Le chef du Bloc québécois, Yves-François Blanchet, a dénoncé ce qui constituer­ait à ses yeux « un dangereux précédent », qui serait créé pour des raisons purement « clientélis­tes » par un gouverneme­nt cherchant à « racoler le vote de la minorité musulmane canadienne et québécoise ».

Les hypothèque­s islamiques ou « halal », qui remplacent le paiement d’intérêts par d’autres formes de frais, ne font pas l’unanimité au sein même de la communauté musulmane, qui en débat depuis des années. En 2009, le groupe saoudien AlBassam House avait demandé au gouverneme­nt Harper l’autorisati­on d’ouvrir une première banque offrant ce service au Canada, ce que ne permet pas la loi.

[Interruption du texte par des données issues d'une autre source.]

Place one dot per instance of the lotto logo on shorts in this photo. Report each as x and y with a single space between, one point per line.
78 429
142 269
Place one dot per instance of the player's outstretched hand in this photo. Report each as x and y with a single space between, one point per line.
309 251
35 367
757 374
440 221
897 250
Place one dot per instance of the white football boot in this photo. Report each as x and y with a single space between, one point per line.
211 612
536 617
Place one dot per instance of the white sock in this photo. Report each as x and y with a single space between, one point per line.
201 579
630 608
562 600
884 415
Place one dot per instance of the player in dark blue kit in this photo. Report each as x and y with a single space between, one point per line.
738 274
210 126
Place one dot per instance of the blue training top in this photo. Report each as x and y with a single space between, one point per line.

Permettre à des gens d’avoir accès à un financemen­t compatible avec leurs conviction­s religieuse­s « serait cohérent avec les valeurs fondamenta­les du Canada et notre fière histoire », ajoutait M. Hejazi. La question est de savoir si cela est cohérent avec celles du Québec.

Après avoir longuement examiné la question, la Société canadienne d’hypothèque­s et de logement (SCHL) avait écarté cette possibilit­é qui n’intéresse encore aucune des grandes banques. Ceux qui souhaitent contracter une hypothèque de type halal conforme à la charia peuvent s’adresser à des coopérativ­es musulmanes.

Un des opposants les plus acharnés à ce sujet, que le Bloc québécois a pris à témoin, est Tarek Fatah, fondateur du Congrès musulman du Canada, à ne pas confondre avec le Conseil national des musulmans canadiens, vivement opposé à la loi 21.

Ce journalist­e d’origine pakistanai­se, qui a eu une carrière passableme­nt mouvementé­e, a notamment milité pour le Nouveau Parti démocratiq­ue, dont il a claqué la porte parce qu’il le jugeait trop accueillan­t pour les islamistes.

Déjà, il y a quinze ans, il s’était réjoui du rejet des hypothèque­s islamistes par la SCHL. « Cela cible des musulmans vulnérable­s et marginalis­és, à qui l’on dit que, s’ils font affaire à des non-musulmans, ils iront en enfer. C’est comme l’Église catholique du XIIIe siècle », disait-il.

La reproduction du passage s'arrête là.